28.05.2020
10 Jahre Frauentage Eggenburg: Ein Jubiläumstag voller Haltung, Stimme und Identität

Am 7. März 2020 feierten die Frauentage Eggenburg ihr zehnjähriges Bestehen – mit einem Programm, das die Themen des Jubiläums auf den Punkt brachte: Macht, Diskurs und Identität. Ein Nachmittag voller Denkanstöße, gefolgt von einem Abend, der mit Erika Pluhar eine der prägendsten Künstlerinnen Österreichs auf die Bühne brachte.
Podiumsdiskussion: „Macht – Diskurs – Identität“
Im Raiffeisensaal versammelten sich Frauen aus völlig unterschiedlichen Lebenswelten, die eines gemeinsam haben: Sie gestalten, prägen und verändern.

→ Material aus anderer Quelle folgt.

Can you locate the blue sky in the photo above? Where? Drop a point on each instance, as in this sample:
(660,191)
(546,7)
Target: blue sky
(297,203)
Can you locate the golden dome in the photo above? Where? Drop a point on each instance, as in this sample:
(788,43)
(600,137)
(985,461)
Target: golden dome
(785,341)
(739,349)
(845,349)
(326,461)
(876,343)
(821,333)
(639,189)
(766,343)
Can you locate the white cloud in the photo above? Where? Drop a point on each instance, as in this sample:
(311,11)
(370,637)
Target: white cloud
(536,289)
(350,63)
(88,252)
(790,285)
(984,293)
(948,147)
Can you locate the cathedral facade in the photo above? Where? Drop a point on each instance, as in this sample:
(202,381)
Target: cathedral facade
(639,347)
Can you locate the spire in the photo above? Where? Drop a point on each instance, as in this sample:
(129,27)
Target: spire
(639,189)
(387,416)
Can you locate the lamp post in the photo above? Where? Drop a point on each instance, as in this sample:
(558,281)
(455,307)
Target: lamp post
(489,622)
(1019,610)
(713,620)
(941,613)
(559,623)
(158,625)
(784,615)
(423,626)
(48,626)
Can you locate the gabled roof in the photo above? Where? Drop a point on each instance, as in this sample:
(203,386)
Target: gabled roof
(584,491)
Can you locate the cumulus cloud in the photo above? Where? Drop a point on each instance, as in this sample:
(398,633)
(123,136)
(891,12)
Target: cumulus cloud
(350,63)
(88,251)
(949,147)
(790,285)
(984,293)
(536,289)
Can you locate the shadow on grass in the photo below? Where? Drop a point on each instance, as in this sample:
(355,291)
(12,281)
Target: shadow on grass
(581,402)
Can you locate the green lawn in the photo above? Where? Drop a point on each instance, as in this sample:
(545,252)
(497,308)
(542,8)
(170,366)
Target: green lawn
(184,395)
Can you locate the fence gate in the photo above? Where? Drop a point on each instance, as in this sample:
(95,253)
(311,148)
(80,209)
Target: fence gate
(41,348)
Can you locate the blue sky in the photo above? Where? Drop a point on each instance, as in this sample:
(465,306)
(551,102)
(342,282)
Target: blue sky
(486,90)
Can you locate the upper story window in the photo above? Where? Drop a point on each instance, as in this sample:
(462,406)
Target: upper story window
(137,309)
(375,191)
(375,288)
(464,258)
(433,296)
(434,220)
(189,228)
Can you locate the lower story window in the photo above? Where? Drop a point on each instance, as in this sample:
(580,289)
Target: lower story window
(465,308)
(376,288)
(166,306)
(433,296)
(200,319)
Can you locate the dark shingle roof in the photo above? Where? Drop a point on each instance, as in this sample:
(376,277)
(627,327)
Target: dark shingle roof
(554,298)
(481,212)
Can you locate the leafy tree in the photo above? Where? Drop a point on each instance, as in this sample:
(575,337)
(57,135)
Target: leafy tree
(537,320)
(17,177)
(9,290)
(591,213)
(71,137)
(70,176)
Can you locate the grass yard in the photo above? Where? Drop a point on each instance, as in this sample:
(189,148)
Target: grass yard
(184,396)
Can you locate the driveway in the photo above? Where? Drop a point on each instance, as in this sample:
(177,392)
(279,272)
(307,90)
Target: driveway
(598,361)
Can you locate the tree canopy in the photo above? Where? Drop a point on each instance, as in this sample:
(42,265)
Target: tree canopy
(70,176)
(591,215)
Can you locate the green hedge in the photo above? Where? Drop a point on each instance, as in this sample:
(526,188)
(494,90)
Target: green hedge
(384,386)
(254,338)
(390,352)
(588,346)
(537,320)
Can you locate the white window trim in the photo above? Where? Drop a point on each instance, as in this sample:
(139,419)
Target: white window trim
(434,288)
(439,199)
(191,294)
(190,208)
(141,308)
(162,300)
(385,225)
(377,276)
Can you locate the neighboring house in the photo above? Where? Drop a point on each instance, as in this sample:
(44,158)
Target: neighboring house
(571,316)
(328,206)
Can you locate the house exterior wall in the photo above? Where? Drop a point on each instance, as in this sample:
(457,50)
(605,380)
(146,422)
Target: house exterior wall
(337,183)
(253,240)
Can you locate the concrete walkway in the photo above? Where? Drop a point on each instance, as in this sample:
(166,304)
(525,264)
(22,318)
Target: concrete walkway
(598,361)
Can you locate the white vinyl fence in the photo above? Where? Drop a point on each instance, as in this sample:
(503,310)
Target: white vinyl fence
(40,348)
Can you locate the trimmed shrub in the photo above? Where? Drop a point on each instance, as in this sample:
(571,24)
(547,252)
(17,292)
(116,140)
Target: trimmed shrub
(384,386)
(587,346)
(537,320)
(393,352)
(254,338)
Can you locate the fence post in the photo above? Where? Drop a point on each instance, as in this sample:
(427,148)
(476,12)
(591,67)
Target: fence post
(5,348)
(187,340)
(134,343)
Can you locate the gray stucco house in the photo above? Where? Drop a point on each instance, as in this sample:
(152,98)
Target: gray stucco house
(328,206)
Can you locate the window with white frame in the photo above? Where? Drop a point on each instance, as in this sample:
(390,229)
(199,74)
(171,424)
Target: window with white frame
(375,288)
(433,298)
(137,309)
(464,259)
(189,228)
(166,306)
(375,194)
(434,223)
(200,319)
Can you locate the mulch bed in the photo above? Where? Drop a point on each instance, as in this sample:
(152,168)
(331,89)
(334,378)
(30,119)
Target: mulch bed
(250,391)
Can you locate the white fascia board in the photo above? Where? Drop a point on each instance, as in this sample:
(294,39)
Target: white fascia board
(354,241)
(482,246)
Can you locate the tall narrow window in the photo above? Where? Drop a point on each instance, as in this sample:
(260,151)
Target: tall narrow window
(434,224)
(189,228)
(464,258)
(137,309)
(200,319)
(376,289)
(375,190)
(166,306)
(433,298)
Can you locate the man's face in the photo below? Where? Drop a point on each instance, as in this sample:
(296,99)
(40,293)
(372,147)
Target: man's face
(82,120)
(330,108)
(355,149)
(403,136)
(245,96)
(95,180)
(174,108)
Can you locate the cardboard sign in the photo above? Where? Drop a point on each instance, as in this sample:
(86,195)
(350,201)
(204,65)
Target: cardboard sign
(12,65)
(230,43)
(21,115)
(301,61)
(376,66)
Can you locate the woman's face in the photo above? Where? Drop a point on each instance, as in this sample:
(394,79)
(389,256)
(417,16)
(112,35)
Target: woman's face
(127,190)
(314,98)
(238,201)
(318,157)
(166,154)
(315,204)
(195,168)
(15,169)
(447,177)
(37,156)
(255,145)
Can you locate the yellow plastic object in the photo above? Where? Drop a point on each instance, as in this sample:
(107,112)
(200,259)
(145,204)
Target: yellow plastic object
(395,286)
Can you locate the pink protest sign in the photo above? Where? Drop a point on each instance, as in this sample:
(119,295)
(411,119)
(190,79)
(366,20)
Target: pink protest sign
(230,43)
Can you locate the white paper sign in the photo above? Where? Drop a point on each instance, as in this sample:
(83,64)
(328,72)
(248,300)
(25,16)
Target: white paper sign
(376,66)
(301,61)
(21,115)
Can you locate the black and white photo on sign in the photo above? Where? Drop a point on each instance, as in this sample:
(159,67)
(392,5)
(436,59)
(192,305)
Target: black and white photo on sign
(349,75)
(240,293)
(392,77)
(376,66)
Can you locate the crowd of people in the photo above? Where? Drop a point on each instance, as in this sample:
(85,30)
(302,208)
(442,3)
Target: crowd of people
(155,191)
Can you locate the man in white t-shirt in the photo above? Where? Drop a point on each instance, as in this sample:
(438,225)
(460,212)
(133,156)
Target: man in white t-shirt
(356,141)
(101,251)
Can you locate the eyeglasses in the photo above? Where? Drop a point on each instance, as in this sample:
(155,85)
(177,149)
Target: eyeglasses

- Dr.in Andrea Wukovits – Familienrechtsexpertin, Impulsvortrag
- Erika Pluhar – Schauspielerin, Autorin
- Karoline Schager – Bauingenieur‑Studentin
- Helga Bernold – Rinderzüchterin
- Moderation: Mag.a Waltraud Langer – Chefredakteurin ORF‑TV‑Magazine
Dr.in Wukovits eröffnete mit einem Impulsvortrag über Machtstrukturen im Alltag und im Rechtssystem. In der anschließenden Diskussion wurde klar: Macht ist kein abstrakter Begriff, sondern ein alltägliches Gefüge aus Rollen, Erwartungen und Möglichkeiten. Die Frauen sprachen über berufliche Herausforderungen, gesellschaftliche Zuschreibungen, Selbstbestimmung und darüber, wie Identität entsteht – und verteidigt wird.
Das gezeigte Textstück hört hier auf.